As she typed, her brain cross-referenced every name, every comment she found that connected to the information on the police systems. She had written some unique pattern-matching software while at Cambridge and also had access to the Met’s advanced software used to encrypt and de-encrypt software keys. She employed them to their maximum ability and marvelled at the high level of expertise she still had at her command.
She sat mesmerized, focused, rigid with attention as she put out fake messages to draw people into her world, ran responses on her software and went deeper into the web. She accessed the most sickening images she had ever seen and held her disgust in check.
She had reached a website with a chat room that she was now certain was used by many of the co-conspirators in the photo.
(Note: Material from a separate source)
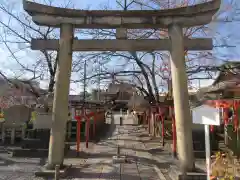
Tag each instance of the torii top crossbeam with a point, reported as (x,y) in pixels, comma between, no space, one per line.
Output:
(195,15)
Maybe she was even talking to one of them.
Think Amisha, think. However clever these people think they are they are creatures of habit. They make mistakes.
She found a highly secure messaging porthole, and the secret database that stored its messages, a database that would be filled with incriminating emails.
That’s it. Have to access that database.
For three hours she worked using every tool at her disposal, and ran an automated script that collated all the information she had and generated thousands of passwords. She drew on her knowledge of the conspirators, police software, her own software, her keen intelligence and her intuition. After several thousand attempts to gain direct access via the administrator password she almost screamed with joy when the message flashed on her screen: ACCESS GRANTED.
I’m in.
76
Amisha gritted her teeth and forced herself to concentrate, to block out the noise and the flashing light.